A visit from Dr. Chris Westbury

This video was broadcast over Facebook Live.

Dr. Chris Westbury (Professor of Psychology, University of Alberta, Canada) visited campus on Nov. 21 and gave a talk entitled: "Word Meaning, Emotion, and Reading Style."

Abstract: Reading is a complex activity. When we read, we are not simply decoding letters into words, but simultaneously updating a multi-dimensional model of the topic we are reading about, necessarily involving not only linguistic skills, but also memory, anticipation, imagination, and the ability to model sensations in multiple sensory modalities. There are large individual differences in our sensory experiences during reading, with some readers relying on visualizing what they are reading about, some experiencing reading as an experience of hearing the words they are reading, and some attesting to a strong emotional response to written texts. In this talk, Dr.

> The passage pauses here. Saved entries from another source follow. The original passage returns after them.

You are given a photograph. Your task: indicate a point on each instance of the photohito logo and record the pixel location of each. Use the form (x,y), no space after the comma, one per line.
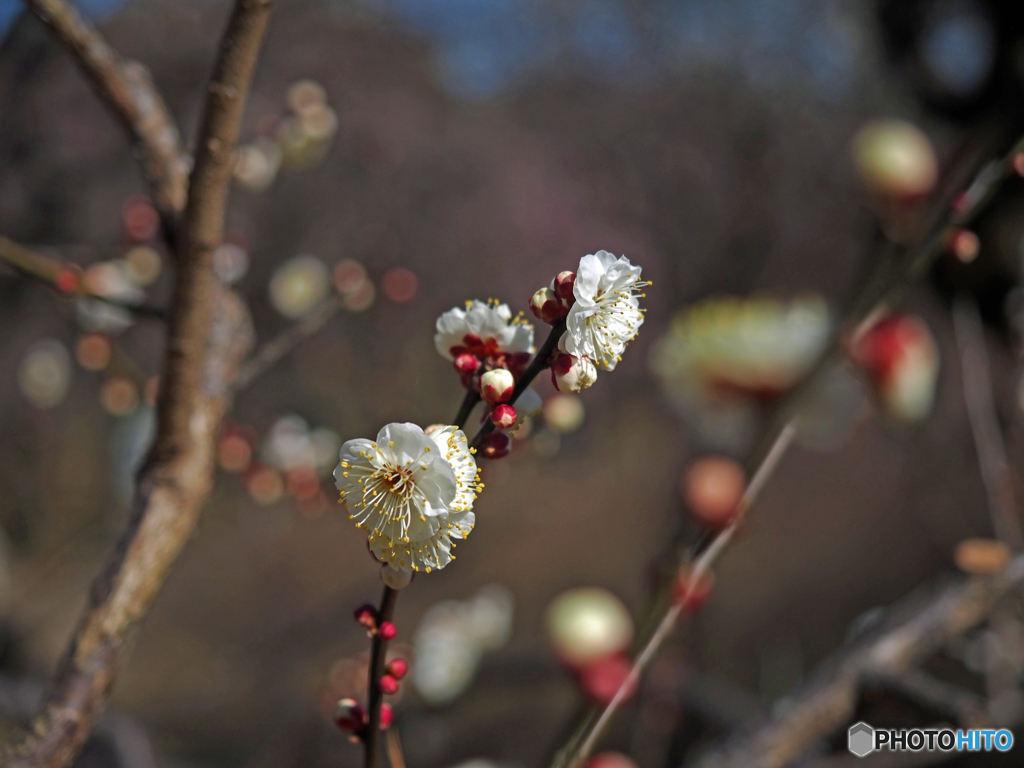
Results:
(862,739)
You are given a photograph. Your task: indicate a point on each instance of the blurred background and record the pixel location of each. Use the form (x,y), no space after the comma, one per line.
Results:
(409,155)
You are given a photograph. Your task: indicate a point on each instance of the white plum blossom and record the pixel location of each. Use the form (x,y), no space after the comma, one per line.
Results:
(606,314)
(483,330)
(570,374)
(412,492)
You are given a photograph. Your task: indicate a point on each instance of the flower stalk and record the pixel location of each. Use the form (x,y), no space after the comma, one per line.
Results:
(375,696)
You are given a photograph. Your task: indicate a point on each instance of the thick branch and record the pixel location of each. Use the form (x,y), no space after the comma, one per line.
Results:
(208,336)
(126,87)
(912,632)
(168,498)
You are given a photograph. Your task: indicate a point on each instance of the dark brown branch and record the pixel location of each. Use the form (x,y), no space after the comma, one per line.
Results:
(208,336)
(375,696)
(274,350)
(995,471)
(541,360)
(50,271)
(969,188)
(958,705)
(126,87)
(913,631)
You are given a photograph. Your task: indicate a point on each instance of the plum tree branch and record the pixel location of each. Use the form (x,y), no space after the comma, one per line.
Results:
(209,333)
(50,271)
(129,91)
(970,185)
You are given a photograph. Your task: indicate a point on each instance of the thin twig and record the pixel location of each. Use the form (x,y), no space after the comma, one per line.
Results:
(375,695)
(127,88)
(50,270)
(208,335)
(909,634)
(541,360)
(394,753)
(995,471)
(288,340)
(890,273)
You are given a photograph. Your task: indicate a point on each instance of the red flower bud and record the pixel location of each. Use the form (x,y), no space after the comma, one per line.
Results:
(503,417)
(466,364)
(965,245)
(602,678)
(496,445)
(367,615)
(713,487)
(518,363)
(389,685)
(563,287)
(497,385)
(546,306)
(349,716)
(67,281)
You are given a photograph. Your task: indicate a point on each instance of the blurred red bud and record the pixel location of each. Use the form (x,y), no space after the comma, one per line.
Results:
(713,487)
(503,417)
(367,615)
(563,287)
(397,668)
(546,306)
(602,678)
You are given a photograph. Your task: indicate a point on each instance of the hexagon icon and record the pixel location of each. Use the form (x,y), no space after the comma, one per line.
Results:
(861,739)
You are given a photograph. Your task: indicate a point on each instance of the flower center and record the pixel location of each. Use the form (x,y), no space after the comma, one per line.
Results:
(396,480)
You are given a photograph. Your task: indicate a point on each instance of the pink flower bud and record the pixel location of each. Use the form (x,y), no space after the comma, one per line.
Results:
(497,385)
(546,305)
(466,364)
(367,615)
(349,716)
(570,374)
(563,286)
(602,678)
(396,580)
(496,445)
(504,417)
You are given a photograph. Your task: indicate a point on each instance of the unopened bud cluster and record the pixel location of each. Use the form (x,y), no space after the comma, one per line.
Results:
(349,715)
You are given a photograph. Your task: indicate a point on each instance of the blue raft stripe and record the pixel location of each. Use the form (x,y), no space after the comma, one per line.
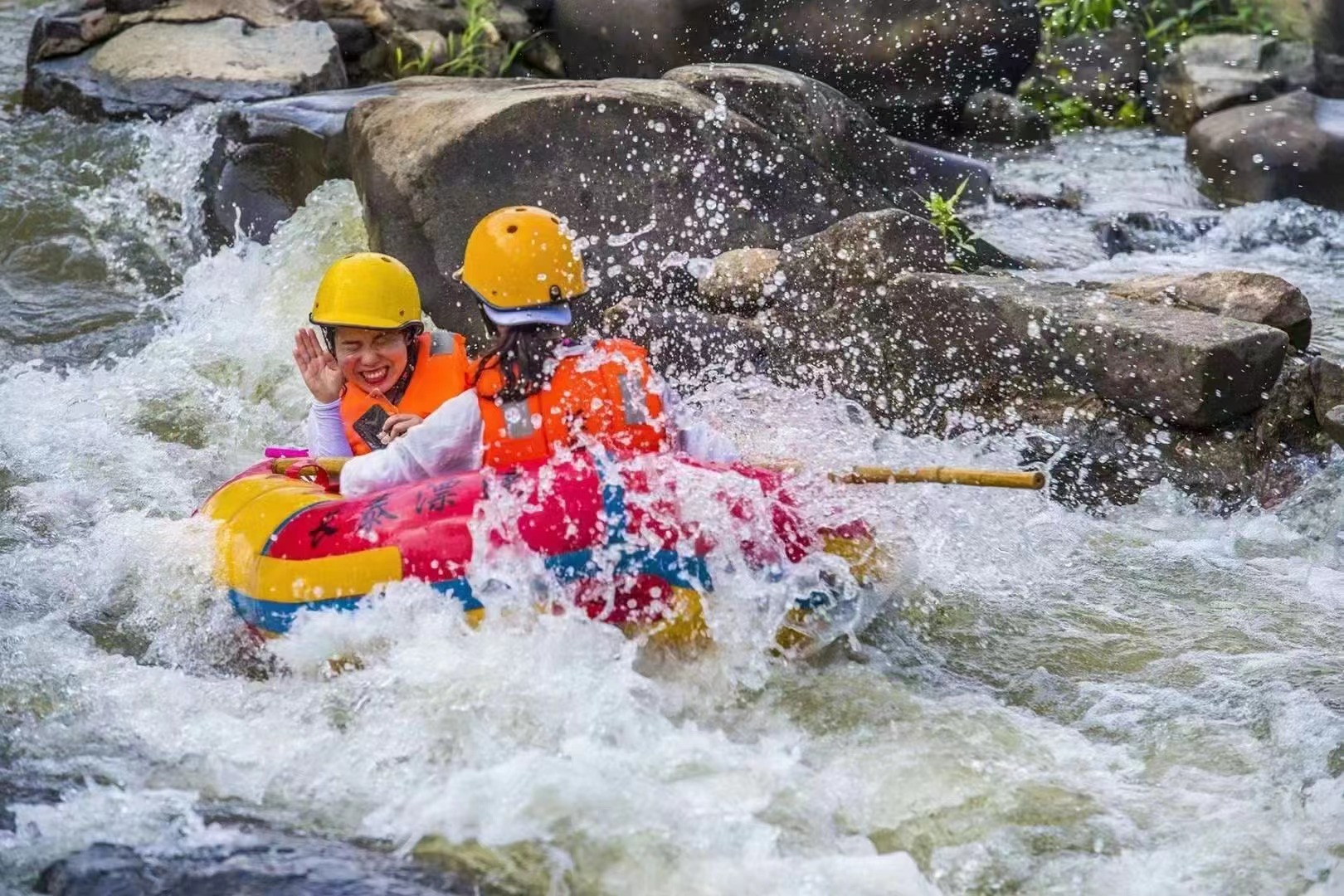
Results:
(277,616)
(670,566)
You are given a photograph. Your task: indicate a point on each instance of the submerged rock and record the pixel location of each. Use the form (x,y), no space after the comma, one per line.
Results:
(264,863)
(270,155)
(1118,394)
(1105,69)
(741,280)
(158,69)
(912,63)
(996,119)
(835,132)
(650,173)
(1211,73)
(1291,147)
(1146,231)
(1255,299)
(1328,39)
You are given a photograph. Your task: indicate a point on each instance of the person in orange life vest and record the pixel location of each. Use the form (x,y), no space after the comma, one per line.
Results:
(379,373)
(537,391)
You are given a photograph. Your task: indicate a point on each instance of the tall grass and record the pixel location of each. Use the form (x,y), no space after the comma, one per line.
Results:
(476,51)
(1160,21)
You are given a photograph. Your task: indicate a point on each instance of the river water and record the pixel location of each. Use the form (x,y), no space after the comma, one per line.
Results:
(1142,700)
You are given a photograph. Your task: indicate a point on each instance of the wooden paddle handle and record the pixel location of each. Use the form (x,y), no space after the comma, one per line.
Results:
(945,476)
(332,465)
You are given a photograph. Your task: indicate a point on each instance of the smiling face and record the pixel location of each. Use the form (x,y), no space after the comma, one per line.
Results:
(371,359)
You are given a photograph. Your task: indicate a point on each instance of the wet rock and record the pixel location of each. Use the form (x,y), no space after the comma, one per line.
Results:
(1103,69)
(1064,201)
(1255,299)
(743,280)
(929,51)
(858,254)
(1327,391)
(270,155)
(921,340)
(645,169)
(1333,423)
(996,119)
(1291,147)
(1328,39)
(1118,395)
(71,32)
(258,863)
(160,69)
(1149,231)
(28,789)
(836,134)
(689,342)
(1211,73)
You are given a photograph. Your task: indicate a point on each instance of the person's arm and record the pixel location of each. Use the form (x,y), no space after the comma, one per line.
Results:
(695,437)
(327,431)
(449,441)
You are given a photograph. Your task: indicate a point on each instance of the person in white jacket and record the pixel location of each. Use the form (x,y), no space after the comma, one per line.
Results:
(535,391)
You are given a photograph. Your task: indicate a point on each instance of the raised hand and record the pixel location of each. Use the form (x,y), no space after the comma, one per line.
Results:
(398,425)
(320,371)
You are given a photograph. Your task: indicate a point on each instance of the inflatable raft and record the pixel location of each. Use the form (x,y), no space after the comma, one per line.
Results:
(598,535)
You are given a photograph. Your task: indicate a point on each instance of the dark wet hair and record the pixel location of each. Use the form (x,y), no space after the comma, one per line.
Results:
(520,355)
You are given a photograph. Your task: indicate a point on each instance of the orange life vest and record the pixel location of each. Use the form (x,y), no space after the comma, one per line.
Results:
(441,373)
(606,394)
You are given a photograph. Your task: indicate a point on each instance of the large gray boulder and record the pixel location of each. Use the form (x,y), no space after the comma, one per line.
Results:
(648,173)
(1292,147)
(270,155)
(1211,73)
(1116,395)
(923,338)
(835,132)
(1255,299)
(158,69)
(1328,39)
(912,62)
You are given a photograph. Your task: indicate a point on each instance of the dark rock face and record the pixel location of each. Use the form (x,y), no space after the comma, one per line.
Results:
(270,155)
(1118,394)
(1291,147)
(835,132)
(158,69)
(1211,73)
(1255,299)
(270,864)
(1149,231)
(648,171)
(996,119)
(1328,39)
(913,63)
(1105,69)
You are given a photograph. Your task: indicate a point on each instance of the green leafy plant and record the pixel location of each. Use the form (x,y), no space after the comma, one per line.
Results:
(1161,21)
(474,52)
(956,232)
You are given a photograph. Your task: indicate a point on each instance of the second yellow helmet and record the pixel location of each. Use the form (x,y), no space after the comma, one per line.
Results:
(523,266)
(368,290)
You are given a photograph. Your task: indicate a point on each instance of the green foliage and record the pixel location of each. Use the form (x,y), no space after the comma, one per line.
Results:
(956,232)
(474,52)
(1160,21)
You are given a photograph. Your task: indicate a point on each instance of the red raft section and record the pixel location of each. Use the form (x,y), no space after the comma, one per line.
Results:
(611,536)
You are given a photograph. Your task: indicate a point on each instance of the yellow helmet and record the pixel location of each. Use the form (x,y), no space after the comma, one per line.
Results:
(523,266)
(368,290)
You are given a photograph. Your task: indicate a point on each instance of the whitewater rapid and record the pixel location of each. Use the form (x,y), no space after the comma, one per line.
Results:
(1144,699)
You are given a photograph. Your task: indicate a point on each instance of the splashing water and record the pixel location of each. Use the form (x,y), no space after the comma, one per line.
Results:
(1147,700)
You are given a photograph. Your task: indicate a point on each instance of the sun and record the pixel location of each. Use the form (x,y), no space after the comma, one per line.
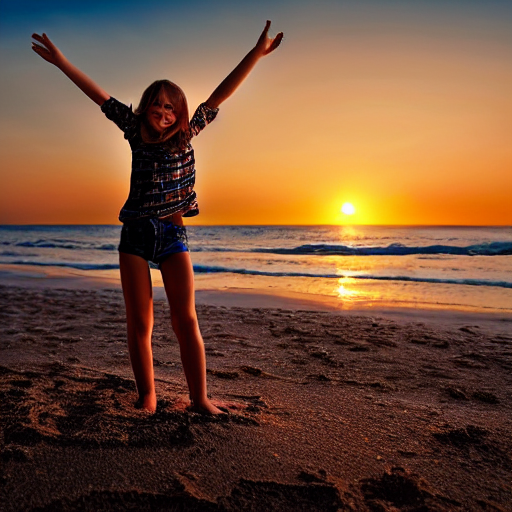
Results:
(348,209)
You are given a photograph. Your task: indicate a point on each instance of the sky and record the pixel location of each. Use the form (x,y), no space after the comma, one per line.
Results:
(402,108)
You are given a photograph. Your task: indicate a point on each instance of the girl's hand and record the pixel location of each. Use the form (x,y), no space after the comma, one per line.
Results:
(47,50)
(265,45)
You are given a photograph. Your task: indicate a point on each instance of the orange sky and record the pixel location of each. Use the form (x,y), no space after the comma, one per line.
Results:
(403,109)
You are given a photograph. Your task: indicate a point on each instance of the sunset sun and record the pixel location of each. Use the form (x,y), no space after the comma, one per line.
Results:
(348,209)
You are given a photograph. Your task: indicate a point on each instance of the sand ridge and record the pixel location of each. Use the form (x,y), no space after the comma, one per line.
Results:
(328,411)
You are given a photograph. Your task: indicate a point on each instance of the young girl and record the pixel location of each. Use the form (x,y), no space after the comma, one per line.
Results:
(161,193)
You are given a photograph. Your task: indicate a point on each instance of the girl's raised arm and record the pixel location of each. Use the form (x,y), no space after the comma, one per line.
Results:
(49,52)
(263,47)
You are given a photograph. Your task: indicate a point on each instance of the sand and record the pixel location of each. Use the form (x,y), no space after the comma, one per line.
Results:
(328,410)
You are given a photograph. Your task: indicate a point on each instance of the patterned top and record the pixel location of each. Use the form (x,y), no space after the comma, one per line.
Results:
(162,179)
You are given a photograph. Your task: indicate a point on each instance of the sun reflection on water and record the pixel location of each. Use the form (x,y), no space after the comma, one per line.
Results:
(345,289)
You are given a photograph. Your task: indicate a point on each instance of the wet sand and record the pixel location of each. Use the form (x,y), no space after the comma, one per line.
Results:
(380,411)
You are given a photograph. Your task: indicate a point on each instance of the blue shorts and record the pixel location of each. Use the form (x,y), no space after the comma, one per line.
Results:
(153,239)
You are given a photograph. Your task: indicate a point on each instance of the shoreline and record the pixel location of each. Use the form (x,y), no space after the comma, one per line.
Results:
(443,314)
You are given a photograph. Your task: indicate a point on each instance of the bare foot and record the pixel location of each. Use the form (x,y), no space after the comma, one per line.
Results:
(147,403)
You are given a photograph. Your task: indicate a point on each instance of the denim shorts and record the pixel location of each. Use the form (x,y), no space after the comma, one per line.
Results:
(153,239)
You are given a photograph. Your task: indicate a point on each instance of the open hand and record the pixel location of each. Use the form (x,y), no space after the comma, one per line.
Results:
(265,44)
(47,50)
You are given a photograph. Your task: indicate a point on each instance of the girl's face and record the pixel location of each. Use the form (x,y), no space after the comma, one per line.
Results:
(161,115)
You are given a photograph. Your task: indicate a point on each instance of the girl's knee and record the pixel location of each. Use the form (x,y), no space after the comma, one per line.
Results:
(184,323)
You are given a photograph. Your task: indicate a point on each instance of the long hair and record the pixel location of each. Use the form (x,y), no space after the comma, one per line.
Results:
(178,135)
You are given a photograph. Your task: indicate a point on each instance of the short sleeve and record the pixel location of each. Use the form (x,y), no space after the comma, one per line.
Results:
(121,115)
(203,115)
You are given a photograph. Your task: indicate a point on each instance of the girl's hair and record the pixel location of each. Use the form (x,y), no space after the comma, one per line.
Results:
(178,135)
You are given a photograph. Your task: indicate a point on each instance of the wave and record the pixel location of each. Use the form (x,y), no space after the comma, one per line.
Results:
(485,249)
(395,249)
(209,269)
(63,244)
(206,269)
(77,265)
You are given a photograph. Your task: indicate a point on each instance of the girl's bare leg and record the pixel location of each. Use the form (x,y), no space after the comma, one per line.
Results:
(178,277)
(138,298)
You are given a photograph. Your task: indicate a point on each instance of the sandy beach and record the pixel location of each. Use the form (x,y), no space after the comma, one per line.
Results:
(362,411)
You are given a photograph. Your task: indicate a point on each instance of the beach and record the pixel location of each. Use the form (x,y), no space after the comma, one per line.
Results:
(328,410)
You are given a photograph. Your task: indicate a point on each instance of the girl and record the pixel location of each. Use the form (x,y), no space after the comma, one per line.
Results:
(161,193)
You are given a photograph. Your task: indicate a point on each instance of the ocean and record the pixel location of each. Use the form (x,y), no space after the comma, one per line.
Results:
(464,268)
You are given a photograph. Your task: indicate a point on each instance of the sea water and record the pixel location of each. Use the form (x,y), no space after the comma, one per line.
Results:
(448,267)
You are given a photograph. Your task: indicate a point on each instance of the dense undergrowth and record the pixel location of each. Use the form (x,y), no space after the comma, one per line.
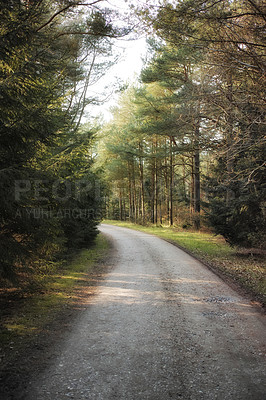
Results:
(26,311)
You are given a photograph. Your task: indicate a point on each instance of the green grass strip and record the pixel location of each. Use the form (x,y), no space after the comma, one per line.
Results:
(247,271)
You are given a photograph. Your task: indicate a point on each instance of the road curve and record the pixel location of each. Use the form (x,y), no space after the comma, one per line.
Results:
(161,326)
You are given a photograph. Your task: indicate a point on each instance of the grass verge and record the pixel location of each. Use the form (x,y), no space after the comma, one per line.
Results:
(25,314)
(246,270)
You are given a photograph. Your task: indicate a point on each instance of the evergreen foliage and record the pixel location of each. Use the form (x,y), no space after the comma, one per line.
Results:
(47,186)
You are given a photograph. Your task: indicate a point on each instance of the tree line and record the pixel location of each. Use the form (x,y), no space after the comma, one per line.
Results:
(51,53)
(186,144)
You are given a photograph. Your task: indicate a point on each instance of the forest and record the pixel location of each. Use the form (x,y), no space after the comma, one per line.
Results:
(185,146)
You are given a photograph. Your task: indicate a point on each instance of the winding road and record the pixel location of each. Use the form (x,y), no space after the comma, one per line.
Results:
(160,326)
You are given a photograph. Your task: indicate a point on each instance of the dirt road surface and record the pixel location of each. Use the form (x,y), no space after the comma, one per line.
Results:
(160,326)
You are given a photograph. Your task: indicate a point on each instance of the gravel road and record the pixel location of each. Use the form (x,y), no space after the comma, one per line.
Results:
(160,326)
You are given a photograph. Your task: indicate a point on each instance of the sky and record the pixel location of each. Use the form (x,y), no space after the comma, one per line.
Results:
(126,70)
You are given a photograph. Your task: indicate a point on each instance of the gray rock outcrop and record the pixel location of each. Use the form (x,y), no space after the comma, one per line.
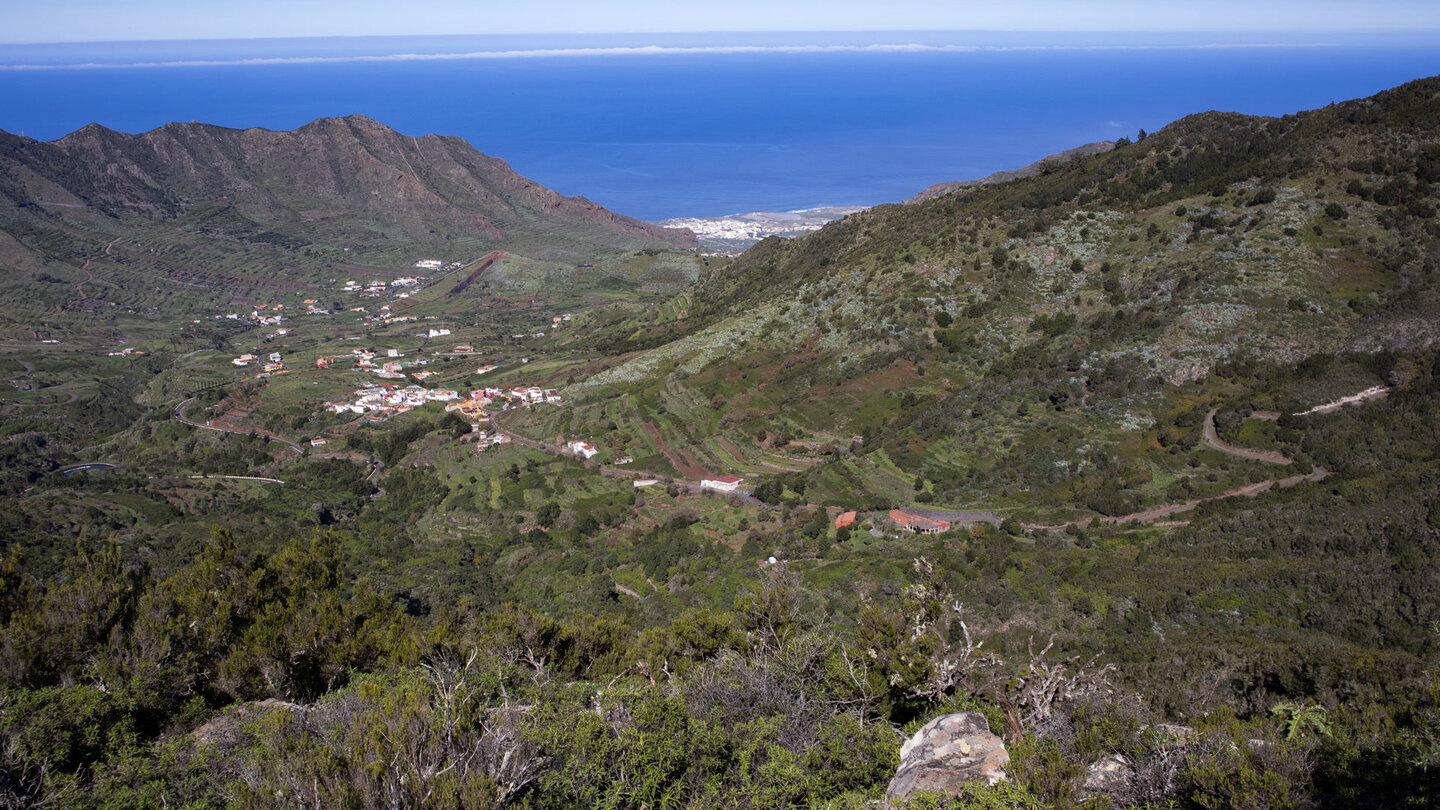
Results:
(948,754)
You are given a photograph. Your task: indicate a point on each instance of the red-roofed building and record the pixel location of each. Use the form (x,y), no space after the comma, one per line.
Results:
(720,483)
(919,523)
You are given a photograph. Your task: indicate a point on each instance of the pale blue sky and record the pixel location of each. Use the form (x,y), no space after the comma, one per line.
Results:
(95,20)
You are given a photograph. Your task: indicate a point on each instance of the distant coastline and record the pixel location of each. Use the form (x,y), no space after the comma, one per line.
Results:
(693,126)
(732,234)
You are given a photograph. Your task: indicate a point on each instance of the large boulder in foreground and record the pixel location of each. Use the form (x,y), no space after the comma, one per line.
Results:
(948,754)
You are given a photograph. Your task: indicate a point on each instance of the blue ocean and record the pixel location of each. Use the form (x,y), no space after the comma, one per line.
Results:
(713,124)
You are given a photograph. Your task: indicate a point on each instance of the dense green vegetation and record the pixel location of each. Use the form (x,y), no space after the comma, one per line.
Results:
(401,616)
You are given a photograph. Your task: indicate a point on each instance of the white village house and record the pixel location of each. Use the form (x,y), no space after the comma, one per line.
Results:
(720,483)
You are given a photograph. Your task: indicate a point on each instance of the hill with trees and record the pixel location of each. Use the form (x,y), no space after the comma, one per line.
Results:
(1177,401)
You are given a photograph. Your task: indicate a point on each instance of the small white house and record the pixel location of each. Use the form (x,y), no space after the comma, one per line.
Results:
(582,448)
(720,483)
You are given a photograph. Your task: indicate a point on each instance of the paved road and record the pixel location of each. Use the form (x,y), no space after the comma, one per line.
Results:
(179,414)
(88,466)
(242,479)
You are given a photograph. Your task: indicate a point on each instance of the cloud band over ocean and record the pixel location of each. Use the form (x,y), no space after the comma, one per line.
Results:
(644,51)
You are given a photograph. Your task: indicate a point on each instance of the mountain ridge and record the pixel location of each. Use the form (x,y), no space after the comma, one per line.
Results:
(349,169)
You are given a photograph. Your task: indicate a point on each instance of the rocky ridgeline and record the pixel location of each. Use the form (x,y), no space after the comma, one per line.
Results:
(948,754)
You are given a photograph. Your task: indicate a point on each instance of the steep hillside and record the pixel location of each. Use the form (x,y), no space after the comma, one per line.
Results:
(208,212)
(1041,166)
(329,176)
(1018,343)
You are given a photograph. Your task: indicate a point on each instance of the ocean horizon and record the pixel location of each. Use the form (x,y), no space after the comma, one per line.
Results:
(686,126)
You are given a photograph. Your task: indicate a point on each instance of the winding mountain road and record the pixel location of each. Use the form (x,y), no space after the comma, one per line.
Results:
(1213,440)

Westbury will focus on the emotional aspect of word reading, presenting evidence showing that there are measurable individual differences in reading ability that are attributable to emotion, and discussing recent experimental and computational evidence suggesting that the coding of word meanings may be largely dependent on the emotional tone of words.

Dr. Chris Westbury is a clinically-trained research psychologist whose work focuses on understanding the cognitive structure and neurological underpinnings of language. He has a particular interest in semantics, or what it means for words to have meaning. In his research, he uses experimental methods and statistical/computational modeling and, occasionally, functional imaging and patient studies.